Anche lui insisteva ad aspettare, rallentando impercettibilmente il
passo, che qualcuno venisse a prenderlo con un sorriso caldo e una mano tesa.
Invano.
Il suo Villaggio solare era così in contrasto con la vita che
era costretto a vivere che non poteva non amarlo, perché era tutto
ciò che desiderava nei suoi sogni.
Anche se quella luce splendente, a lui, era preclusa.
Ma la fantasia di un bambino non ha confini, finché non viene
infranta.
E se non era costretto a vedere la scintillante armonia degli altri,
sotto quel sole caldo che mostrava sentimenti troppo limpidi per chi si
ritrovava a correre e a giocare – solo – soltanto di notte, poteva
anche abituarsi alle tenebre in cui stava vivendo.
Rifugiandosi nell’oscurità aveva la giustificazione al suo
essere da solo. Lui stava bene con se stesso, con il piccolo peluche a tenergli
compagnia. Bastavano loro due, e la notte.
Eppure gli sarebbe piaciuto, per una volta, uscire a giocare nel sole.
***
“Che caldo!”
esclamò Temari, sedendosi all’ombra del
muro di recinzione del campo di allenamento, mentre il ventaglio le scivolava
dalle mani.
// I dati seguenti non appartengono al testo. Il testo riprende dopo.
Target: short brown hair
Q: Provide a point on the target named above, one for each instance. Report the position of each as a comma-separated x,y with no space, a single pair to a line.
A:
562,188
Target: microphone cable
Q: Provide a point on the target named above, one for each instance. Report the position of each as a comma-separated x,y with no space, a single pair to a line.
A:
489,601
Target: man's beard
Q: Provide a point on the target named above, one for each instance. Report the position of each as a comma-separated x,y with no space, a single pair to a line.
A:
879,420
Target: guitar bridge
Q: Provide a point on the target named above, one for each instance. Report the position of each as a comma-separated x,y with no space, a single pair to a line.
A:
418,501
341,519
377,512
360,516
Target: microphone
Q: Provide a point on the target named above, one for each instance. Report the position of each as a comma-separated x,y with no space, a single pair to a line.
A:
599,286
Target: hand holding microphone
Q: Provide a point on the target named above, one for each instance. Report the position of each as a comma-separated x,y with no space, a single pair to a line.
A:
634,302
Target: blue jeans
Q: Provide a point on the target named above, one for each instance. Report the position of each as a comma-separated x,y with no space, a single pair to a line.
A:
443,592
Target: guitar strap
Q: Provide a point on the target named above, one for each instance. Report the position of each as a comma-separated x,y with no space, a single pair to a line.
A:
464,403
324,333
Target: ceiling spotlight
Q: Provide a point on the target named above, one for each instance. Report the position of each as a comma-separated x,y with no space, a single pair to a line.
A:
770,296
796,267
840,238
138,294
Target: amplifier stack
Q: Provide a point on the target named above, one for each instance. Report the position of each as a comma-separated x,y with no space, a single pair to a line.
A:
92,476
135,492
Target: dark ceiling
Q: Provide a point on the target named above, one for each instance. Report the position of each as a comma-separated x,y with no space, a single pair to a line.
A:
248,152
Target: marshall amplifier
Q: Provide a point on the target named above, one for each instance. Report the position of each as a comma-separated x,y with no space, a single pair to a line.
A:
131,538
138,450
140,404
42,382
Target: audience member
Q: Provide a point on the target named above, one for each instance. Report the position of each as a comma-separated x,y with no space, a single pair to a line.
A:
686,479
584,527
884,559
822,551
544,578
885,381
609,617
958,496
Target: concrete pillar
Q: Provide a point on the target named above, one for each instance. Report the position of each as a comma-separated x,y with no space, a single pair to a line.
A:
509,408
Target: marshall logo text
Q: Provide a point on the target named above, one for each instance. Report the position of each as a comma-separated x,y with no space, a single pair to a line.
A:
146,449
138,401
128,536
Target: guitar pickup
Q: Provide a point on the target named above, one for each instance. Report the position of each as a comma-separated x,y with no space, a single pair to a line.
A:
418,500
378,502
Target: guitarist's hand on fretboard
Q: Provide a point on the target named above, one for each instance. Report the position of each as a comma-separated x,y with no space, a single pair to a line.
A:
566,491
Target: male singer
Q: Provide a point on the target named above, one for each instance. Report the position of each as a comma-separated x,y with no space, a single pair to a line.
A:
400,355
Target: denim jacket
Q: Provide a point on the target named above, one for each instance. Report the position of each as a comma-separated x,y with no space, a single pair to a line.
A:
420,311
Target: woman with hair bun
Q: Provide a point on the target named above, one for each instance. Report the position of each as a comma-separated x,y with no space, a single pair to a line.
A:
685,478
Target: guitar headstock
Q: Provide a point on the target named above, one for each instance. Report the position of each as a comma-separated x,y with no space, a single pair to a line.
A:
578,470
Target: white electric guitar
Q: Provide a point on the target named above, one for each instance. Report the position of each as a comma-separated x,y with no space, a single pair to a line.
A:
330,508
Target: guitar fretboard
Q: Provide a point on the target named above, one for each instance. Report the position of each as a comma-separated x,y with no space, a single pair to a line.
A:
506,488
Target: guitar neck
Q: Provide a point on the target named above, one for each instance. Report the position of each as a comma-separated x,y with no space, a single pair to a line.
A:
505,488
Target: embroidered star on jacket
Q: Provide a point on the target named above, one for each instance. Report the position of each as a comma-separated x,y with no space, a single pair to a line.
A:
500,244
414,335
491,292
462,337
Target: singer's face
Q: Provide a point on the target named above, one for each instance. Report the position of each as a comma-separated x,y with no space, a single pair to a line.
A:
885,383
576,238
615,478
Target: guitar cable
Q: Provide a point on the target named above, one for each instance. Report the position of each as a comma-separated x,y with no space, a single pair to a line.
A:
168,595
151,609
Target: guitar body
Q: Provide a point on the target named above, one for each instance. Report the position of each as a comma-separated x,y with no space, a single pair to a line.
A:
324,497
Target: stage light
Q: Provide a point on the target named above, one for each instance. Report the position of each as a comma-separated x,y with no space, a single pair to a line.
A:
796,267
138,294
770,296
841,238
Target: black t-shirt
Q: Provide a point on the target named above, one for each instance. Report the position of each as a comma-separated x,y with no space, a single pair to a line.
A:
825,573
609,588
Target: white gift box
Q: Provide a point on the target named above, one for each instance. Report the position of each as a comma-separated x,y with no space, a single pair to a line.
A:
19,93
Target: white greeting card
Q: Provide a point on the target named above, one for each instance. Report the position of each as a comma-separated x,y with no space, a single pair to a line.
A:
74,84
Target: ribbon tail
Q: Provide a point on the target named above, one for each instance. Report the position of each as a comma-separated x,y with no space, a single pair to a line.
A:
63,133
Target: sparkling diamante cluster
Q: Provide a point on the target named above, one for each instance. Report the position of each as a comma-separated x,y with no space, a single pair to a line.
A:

Stese le gambe in avanti mentre con una mano andava a massaggiarsi
il collo indolenzito.
Gaara
le si accostò, sedendosi però non troppo vicino. La fissò
con curiosità mentre lei si distendeva in quel modo scomposto,
osservando con attenzione i lineamenti del suo viso. Così simili…
“Hai caldo anche tu?”
gli chiese dolcemente la sorella, mentre lui annuiva piano. Temari
sorrise, avvicinandosi leggermente verso di lui, che ora la guardava serio.
“Ehi, che stanchezza
oggi!” gridò Kankuro, muovendosi a
grandi passi verso i suoi fratelli, mentre si sfilava il cappuccio nero.
“Sono distrutto!” dichiarò prima di buttarsi stancamente a
terra, portandosi dietro le sue due marionette e massaggiandosi il collo con
una mano.
“E’ perché sei
poco allenato, invece io ho ancora abbastanza forze per
batterti” si vantò la ragazza, con un sorrisetto di sfida.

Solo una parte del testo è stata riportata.